If you specify a proxy option, then the request (and any subsequent redirects) will be sent via a connection to the proxy server.

If your endpoint is an https url, and you are using a proxy, then request will send a CONNECT request to the proxy server first, and then use the supplied connection to connect to the endpoint.

That is, first it will make a request like:

HTTP/1.1 CONNECT endpoint-server.com:80
Host: proxy-server.com
User-Agent: whatever user agent you specify

and then the proxy server make a TCP connection to endpoint-server on port 80, and return a response that looks like:

HTTP/1.1 200 OK

At this point, the connection is left open, and the client is communicating directly with the endpoint-server.com machine.

See the wikipedia page on HTTP Tunneling for more information.

By default, when proxying http traffic, request will simply make a standard proxied http request. This is done by making the url section of the initial line of the request a fully qualified url to the endpoint.

For example, it will make a single request that looks like:

HTTP/1.1 GET http://endpoint-server.com/some-url
Host: proxy-server.com
Other-Headers: all go here

request body or whatever

Because a pure "http over http" tunnel offers no additional security or other features, it is generally simpler to go with a straightforward HTTP proxy in this case. However, if you would like to force a tunneling proxy, you may set the tunnel option to true.

You can also make a standard proxied http request by explicitly setting tunnel : false, but note that this will allow the proxy to see the traffic to/from the destination server.

If you are using a tunneling proxy, you may set the proxyHeaderWhiteList to share certain headers with the proxy.

You can also set the proxyHeaderExclusiveList to share certain headers only with the proxy and not with destination host.

By default, this set is:

accept
accept-charset
accept-encoding
accept-language
accept-ranges
cache-control
content-encoding
content-language
content-length
content-location
content-md5
content-range
content-type
connection
date
expect
max-forwards
pragma
proxy-authorization
referer
te
transfer-encoding
user-agent
via

Note that, when using a tunneling proxy, the proxy-authorization header and any headers from custom proxyHeaderExclusiveList are never sent to the endpoint server, but only to the proxy server.
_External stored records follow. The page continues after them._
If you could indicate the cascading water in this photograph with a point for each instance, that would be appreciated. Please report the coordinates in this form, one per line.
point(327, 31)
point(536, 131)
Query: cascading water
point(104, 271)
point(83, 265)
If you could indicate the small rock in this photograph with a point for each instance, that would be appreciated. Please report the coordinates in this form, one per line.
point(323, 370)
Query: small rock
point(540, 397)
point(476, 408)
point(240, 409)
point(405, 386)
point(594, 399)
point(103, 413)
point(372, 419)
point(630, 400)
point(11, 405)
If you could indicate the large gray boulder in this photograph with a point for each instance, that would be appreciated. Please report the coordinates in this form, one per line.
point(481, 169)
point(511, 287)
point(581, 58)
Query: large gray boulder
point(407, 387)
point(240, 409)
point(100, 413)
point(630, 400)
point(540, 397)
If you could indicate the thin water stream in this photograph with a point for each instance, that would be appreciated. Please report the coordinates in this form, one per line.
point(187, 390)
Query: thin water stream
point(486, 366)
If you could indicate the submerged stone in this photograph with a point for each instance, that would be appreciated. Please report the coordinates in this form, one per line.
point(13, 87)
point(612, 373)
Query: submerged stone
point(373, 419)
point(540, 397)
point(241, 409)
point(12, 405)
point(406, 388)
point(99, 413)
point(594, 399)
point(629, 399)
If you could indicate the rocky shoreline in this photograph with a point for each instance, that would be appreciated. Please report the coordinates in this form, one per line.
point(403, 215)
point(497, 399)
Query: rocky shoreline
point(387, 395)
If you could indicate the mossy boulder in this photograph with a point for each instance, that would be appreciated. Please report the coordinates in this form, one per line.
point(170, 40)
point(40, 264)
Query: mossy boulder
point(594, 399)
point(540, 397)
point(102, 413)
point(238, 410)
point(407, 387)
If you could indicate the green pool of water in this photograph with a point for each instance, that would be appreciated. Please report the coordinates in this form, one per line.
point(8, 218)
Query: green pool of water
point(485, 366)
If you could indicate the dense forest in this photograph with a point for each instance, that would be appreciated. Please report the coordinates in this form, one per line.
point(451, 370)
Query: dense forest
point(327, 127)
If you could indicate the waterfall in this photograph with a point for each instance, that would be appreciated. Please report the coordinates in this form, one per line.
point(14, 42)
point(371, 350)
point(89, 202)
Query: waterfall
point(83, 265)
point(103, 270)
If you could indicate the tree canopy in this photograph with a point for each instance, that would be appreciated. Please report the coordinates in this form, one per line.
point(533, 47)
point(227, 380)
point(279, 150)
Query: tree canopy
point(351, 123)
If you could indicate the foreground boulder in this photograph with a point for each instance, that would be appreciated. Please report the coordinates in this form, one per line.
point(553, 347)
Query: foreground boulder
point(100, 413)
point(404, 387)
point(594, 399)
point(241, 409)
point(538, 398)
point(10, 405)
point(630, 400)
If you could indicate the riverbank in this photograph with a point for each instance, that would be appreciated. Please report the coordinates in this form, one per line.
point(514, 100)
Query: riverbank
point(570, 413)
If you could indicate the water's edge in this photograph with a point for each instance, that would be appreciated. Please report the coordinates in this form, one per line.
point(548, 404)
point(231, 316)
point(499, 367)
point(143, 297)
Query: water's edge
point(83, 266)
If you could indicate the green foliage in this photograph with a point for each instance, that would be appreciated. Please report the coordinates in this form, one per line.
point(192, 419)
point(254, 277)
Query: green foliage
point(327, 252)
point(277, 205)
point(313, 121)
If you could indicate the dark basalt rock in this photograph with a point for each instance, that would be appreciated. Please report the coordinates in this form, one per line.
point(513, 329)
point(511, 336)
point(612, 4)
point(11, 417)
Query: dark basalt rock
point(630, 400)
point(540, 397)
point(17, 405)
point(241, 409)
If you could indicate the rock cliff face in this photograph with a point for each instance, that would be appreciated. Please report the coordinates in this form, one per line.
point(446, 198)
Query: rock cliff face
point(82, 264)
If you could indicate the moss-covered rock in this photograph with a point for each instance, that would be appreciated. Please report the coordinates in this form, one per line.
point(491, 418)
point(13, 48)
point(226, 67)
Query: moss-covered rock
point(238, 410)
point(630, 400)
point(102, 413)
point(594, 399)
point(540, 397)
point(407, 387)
Controlling proxy behaviour using environment variables

The following environment variables are respected by request:

  • HTTP_PROXY / http_proxy
  • HTTPS_PROXY / https_proxy
  • NO_PROXY / no_proxy

When HTTP_PROXY / http_proxy are set, they will be used to proxy non-SSL requests that do not have an explicit proxy configuration option present. Similarly, HTTPS_PROXY / https_proxy will be respected for SSL requests that do not have an explicit proxy configuration option. It is valid to define a proxy in one of the environment variables, but then override it for a specific request, using the proxy configuration option. Furthermore, the proxy configuration option can be explicitly set to false / null to opt out of proxying altogether for that request.

request is also aware of the NO_PROXY/no_proxy environment variables. These variables provide a granular way to opt out of proxying, on a per-host basis. It should contain a comma separated list of hosts to opt out of proxying. It is also possible to opt of proxying when a particular destination port is used. Finally, the variable may be set to * to opt out of the implicit proxy configuration of the other environment variables.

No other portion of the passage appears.